# Windows 10 (Build 9926)



## Daley80 (Mar 19, 2015)

I've previously installed Windows 10 (Build 8841) onto my desktop computer no problems. I downloaded Windows 10 (Build 9926) last night and tried to install it today. Right before it starts to install it asks me for a media driver that could not be found either on the HD or on a removable drive. That's as far as I can get. Has anyone else experienced this problem?


Where would I get the driver from and where should I put it?


----------



## texasbullet (Jun 11, 2014)

What is the make and model number of your desktop.
You might need to do some changes in the bios setup for your hard drive.


----------



## Daley80 (Mar 19, 2015)

It's a Dell Inspiron 530s (slim version). I think the HD is already on IDE. It looks like the following:

http://www.dell.com/us/dfh/p/inspiron-530s/pd


----------



## texasbullet (Jun 11, 2014)

Did your computer came with Windows XP or Windows Vista?


----------



## Daley80 (Mar 19, 2015)

Windows Vista


----------



## texasbullet (Jun 11, 2014)

If it asks you that it cannot find a HD probably you might need to change the HD settings in the bios.
What version of Bios does your computer has?
Have you updated the bios lately?


----------



## Daley80 (Mar 19, 2015)

No. I remember when it was still new that I updated the Dell BIOS to a newer version. But for the actually motherboard BIOS, it remains the same version as it was shipped with.


----------



## texasbullet (Jun 11, 2014)

when you restart your computer, what bios number appears.


----------



## Daley80 (Mar 19, 2015)

I went into the settings and I found the BIOS settings and found a version 1.0.18 from 02/24/2009. Does this sound right?


----------



## texasbullet (Jun 11, 2014)

That is the latest update.
I also have an older desktop (XPS 600) and I was able to install Windows 10 without any problems. Maybe you may need to change some settings in the bios for your hard drive to make it to work.


----------



## Daley80 (Mar 19, 2015)

As I said I was able to install Windows 10 (Build 8841), it came up with a popup that it was going to expire this month. So I figured that that version had a 6-month-use. Hence the download of a newer version, Windows 10 (Build 9926)


----------



## texasbullet (Jun 11, 2014)

If you installed the Microsoft updates it should give you the newer version.
Windows 10 should be released sometime in Summer of 2015.
I am not sure if there is a driver available for your sound card. You might want to check it out.


----------



## Daley80 (Mar 19, 2015)

I did Windows update, but they were only the security updates and drivers such as the webcam and sound card. No change in the Build Number, it remained the same.


----------



## renegade600 (Jun 22, 2006)

Daley80 said:


> I did Windows update, but they were only the security updates and drivers such as the webcam and sound card. No change in the Build Number, it remained the same.

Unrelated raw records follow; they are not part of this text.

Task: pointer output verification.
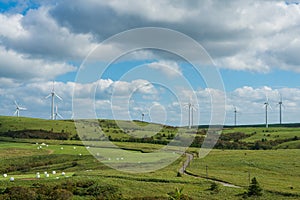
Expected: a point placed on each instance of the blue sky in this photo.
(256, 54)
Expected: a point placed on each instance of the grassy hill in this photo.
(24, 151)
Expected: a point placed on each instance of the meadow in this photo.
(92, 177)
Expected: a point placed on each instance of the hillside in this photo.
(287, 136)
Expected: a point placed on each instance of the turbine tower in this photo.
(56, 114)
(191, 109)
(53, 95)
(235, 111)
(192, 113)
(280, 109)
(143, 115)
(18, 108)
(266, 104)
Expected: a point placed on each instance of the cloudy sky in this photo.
(254, 45)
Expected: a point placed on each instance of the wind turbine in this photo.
(143, 115)
(191, 108)
(56, 114)
(18, 108)
(235, 112)
(53, 95)
(280, 108)
(192, 113)
(266, 104)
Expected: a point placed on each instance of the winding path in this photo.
(189, 158)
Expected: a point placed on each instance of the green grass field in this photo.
(278, 171)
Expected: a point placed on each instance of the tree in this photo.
(254, 188)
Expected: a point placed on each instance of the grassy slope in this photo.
(276, 170)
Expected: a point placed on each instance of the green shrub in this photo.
(254, 188)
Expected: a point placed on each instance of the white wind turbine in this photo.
(56, 114)
(266, 105)
(18, 108)
(280, 103)
(53, 95)
(235, 112)
(191, 109)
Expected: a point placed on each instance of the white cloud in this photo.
(19, 67)
(36, 34)
(169, 68)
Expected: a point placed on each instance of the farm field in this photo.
(85, 177)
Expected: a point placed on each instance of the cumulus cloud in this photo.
(17, 66)
(37, 35)
(168, 68)
(237, 35)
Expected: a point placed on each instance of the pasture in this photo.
(89, 177)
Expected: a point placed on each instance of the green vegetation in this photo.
(28, 146)
(254, 188)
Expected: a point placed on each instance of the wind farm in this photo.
(152, 100)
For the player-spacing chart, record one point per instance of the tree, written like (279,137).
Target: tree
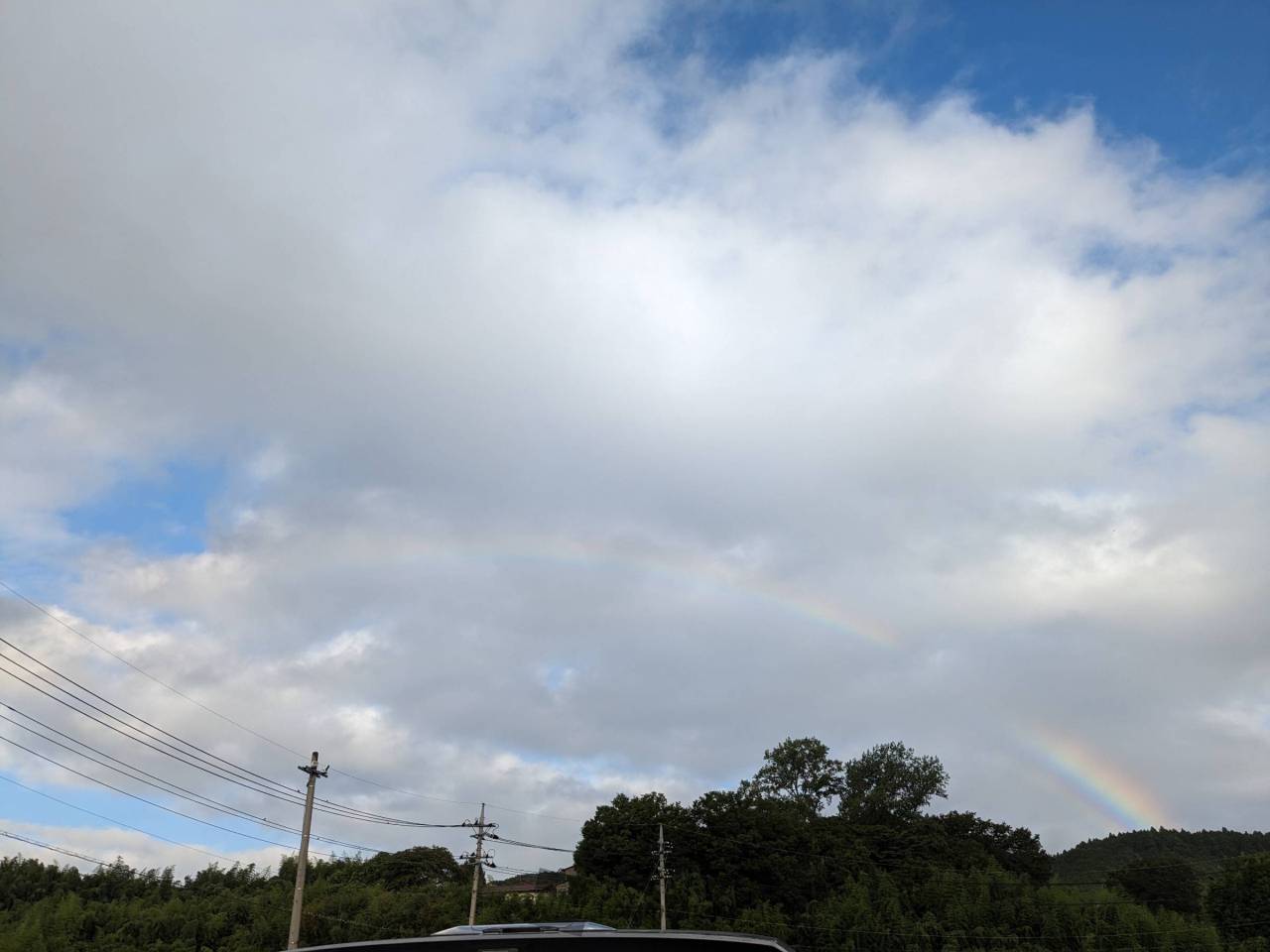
(1238,897)
(1161,883)
(617,842)
(890,783)
(799,771)
(412,869)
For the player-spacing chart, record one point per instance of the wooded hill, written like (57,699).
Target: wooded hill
(1205,849)
(825,855)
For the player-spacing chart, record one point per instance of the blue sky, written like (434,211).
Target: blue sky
(1193,77)
(304,359)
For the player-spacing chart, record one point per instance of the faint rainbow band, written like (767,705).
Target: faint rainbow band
(1101,784)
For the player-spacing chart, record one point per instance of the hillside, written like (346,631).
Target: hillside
(1206,849)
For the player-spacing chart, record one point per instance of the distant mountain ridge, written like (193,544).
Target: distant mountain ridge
(1093,860)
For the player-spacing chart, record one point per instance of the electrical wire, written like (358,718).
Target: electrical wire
(176,789)
(526,846)
(244,778)
(50,846)
(117,823)
(160,806)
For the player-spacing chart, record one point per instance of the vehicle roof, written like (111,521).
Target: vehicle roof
(597,941)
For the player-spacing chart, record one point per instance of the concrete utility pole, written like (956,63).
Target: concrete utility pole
(661,869)
(479,860)
(303,860)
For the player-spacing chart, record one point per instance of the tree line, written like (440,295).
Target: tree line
(826,856)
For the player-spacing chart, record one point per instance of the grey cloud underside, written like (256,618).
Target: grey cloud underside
(570,457)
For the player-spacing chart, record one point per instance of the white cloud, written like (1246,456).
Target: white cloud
(512,382)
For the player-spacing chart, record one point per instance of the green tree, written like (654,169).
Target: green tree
(798,771)
(617,842)
(1238,900)
(1161,883)
(890,783)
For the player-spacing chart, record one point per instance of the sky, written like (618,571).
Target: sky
(530,403)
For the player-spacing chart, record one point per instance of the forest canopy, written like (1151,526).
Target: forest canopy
(829,856)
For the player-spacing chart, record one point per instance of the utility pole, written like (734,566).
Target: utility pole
(661,869)
(303,860)
(479,860)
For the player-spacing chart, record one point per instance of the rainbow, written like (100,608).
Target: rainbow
(677,565)
(1118,796)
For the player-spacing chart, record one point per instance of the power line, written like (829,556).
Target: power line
(212,711)
(504,841)
(117,823)
(160,806)
(144,673)
(172,788)
(50,846)
(290,794)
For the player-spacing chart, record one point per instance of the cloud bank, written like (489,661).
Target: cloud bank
(590,422)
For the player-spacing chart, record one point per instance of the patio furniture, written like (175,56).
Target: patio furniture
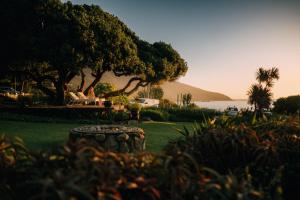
(89,100)
(75,99)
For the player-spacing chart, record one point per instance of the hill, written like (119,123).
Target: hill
(171,89)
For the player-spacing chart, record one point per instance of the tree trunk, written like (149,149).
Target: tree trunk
(94,83)
(82,74)
(60,92)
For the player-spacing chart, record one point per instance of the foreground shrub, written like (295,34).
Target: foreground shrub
(83,171)
(271,152)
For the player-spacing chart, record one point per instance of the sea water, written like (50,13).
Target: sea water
(222,105)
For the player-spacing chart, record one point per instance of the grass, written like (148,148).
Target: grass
(42,135)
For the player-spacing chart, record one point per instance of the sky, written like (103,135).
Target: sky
(223,42)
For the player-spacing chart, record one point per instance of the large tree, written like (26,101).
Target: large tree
(64,39)
(50,42)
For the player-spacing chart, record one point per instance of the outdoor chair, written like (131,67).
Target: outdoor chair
(89,100)
(75,99)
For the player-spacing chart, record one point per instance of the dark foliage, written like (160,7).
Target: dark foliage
(268,148)
(83,171)
(155,115)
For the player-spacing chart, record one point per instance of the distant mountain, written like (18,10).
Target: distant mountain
(171,89)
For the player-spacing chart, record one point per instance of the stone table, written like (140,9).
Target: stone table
(112,137)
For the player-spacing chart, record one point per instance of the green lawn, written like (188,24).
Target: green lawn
(42,136)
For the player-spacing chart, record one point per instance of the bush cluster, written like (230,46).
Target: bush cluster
(190,114)
(177,114)
(83,171)
(154,114)
(270,149)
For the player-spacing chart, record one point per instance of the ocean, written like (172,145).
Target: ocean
(222,105)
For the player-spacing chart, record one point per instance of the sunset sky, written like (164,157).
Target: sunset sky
(223,42)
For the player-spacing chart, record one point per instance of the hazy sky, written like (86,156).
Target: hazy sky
(223,41)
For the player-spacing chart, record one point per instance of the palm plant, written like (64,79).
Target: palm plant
(260,94)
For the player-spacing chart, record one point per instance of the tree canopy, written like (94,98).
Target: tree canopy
(50,42)
(260,94)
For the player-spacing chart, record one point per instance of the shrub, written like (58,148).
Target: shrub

are you set up for fast updates or slow updates? if slow, it may not be time for you to get it. I updated several days ago.

go to update and recovery in your settings, click on advanced options, and scroll down to see if fast or slow.


----------



## Daley80 (Mar 19, 2015)

Update and recovery? Aren't they different things? I mean those are windows update and system recovery?


----------



## renegade600 (Jun 22, 2006)

Daley80 said:


> Update and recovery? Aren't they different things? I mean those are windows update and system recovery?


they may be two different things but they are in the same location. how about going and look.


----------



## Daley80 (Mar 19, 2015)

I feel like an idiot at the moment because I'm unable to work out where to find where the advanced section is that you are talking about.


----------



## renegade600 (Jun 22, 2006)

see if the following helps

http://winsupersite.com/windows-10/windows-10-build-9926-wheres-windows-update


----------



## Daley80 (Mar 19, 2015)

Thanks. Unfortunately I do not have the new look version. Only the old version style.


----------



## Daley80 (Mar 19, 2015)

I found it. Thanks. It was a pop up when I restarted my computer.


----------